1 marzo 2011
Lo chiamavano il “gigante buono”. Troppo buono per essere un pugile: una sorta di ossimoro. Ma Dante Canè, il pugile più amato di Bologna, era così. Aveva un grande animo. Lo ricorda con nostalgia la figlia Paola e lo ricorda anche un libro uscito nel maggio dell’anno scorso per i tipi della Renoedizioni, scritto a dieci anni dalla sua scomparsa da Claudio Bolognini e intitolato “La ballata di Dante Canè, la storia popolare del gigante buono”.

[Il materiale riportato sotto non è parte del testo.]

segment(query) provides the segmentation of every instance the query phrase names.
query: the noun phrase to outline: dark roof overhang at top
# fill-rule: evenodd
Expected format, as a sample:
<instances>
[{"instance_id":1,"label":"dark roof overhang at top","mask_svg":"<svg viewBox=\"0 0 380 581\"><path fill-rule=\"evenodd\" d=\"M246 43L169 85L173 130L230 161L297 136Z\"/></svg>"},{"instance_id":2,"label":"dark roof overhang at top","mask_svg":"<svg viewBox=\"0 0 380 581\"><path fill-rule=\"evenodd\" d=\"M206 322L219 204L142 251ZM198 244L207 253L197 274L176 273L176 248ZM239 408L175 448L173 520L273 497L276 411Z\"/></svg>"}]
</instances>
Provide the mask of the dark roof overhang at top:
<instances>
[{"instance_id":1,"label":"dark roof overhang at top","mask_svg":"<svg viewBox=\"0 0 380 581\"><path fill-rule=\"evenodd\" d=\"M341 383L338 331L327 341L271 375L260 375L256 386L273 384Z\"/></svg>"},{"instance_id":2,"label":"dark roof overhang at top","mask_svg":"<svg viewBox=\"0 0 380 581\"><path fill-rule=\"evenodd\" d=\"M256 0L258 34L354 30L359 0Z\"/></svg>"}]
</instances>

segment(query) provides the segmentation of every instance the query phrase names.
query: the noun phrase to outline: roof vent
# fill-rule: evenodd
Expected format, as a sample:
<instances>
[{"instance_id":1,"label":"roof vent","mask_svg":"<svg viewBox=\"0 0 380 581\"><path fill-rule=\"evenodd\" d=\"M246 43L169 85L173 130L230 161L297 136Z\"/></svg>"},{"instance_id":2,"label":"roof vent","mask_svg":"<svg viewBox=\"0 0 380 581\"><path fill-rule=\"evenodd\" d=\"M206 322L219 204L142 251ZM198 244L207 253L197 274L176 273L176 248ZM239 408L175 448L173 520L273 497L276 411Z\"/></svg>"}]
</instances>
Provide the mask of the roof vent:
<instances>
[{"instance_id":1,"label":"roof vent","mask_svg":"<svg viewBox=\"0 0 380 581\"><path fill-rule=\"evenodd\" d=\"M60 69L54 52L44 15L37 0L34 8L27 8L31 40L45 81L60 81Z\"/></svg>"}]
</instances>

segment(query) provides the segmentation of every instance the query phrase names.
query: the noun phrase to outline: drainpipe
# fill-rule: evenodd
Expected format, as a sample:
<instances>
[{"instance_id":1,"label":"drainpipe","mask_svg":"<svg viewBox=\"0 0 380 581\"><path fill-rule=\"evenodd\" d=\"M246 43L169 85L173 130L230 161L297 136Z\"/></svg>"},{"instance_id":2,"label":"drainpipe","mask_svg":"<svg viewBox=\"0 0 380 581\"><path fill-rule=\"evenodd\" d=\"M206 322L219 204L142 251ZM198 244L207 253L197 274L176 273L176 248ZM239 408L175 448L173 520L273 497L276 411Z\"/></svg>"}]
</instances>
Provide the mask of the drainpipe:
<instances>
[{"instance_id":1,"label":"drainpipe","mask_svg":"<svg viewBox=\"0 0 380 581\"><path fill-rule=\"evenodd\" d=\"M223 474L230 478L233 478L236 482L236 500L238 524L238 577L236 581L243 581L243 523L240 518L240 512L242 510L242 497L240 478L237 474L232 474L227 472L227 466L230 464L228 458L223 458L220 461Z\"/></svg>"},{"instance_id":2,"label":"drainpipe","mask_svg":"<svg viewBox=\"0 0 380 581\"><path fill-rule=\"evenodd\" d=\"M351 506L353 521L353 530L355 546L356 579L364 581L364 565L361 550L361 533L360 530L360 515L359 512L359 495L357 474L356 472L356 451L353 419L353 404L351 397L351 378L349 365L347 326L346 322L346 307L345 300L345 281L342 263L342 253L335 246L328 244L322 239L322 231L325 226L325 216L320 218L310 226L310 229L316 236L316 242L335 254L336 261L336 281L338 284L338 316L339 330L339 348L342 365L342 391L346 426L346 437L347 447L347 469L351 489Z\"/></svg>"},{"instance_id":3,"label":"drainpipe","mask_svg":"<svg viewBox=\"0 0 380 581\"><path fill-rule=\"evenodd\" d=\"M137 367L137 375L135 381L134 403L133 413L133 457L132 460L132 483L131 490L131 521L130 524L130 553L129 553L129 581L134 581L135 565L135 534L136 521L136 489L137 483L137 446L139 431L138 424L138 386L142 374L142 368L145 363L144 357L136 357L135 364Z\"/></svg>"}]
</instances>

“Mi ricordo solo che quando mio padre tornava da lavorare o aveva un occhio gonfio o una mano fasciata”, dice Paola. La vita di Dante dopo l’abbandono del ring nel 1978 a 39 anni, si è svolta dietro il bancone di una salumeria nel quartiere di San Donato. Una vita prima dedicata ai guantoni, fatta di biglietti d’aereo, di coppe vinte, di fasce tricolori, e poi alla famiglia.
Il primo pugile eroe bolognese dei tempi andati fu Francesco Cavicchi di Pieve di Cento, campione d’Europa nel 1955 e tra i primi dieci pugili mondiali di quell’anno. Le prime sfide di Checco Cavicchi i bolognesi andavano a vederle in Sala Borsa, oggi splendida biblioteca comunale, e allo stadio. Poi cercarono il suo erede in Dante Canè da Granarolo, e lo videro combattere al Palazzetto dello Sport, prima di affrontare ring più impegnativi.
La carriera professionistica di Canè conta 45 vittorie da peso massimo, 6 pareggi e 15 sconfitte. Campione d’Italia nel 1961, ’62 e ’63, tentò due volte l’assalto al titolo europeo, nel ’75 contro l’inglese Joe Bugner e nel ’78 contro l’uruguaiano Alfredo Evangelista, ma fu battuto entrambe le volte per ko. Gianfranco Civolani, memoria storica della boxe bolognese, ricorda che “all’epoca si diceva sempre che ci voleva la grinta di Dante e il fisico di Cavicchi, per fare il pugile perfetto”. Della determinazione di Canè sul ring è testimone il grande campione Nino Benvenuti: “Dante aveva il coraggio di un peso mosca”.
Canè mancò le due occasioni della sua vita, l’assalto al titolo europeo, forse per esserci arrivato troppo tardi. Ma i vecchi bolognesi non dimenticano il suo spirito di sacrificio, il suo coraggio, la sua serietà, qualità indispensabili per ogni sportivo. Quando lo vedevano salire sul ring, non potevano non esclamare: “sòccia, che fisico!”.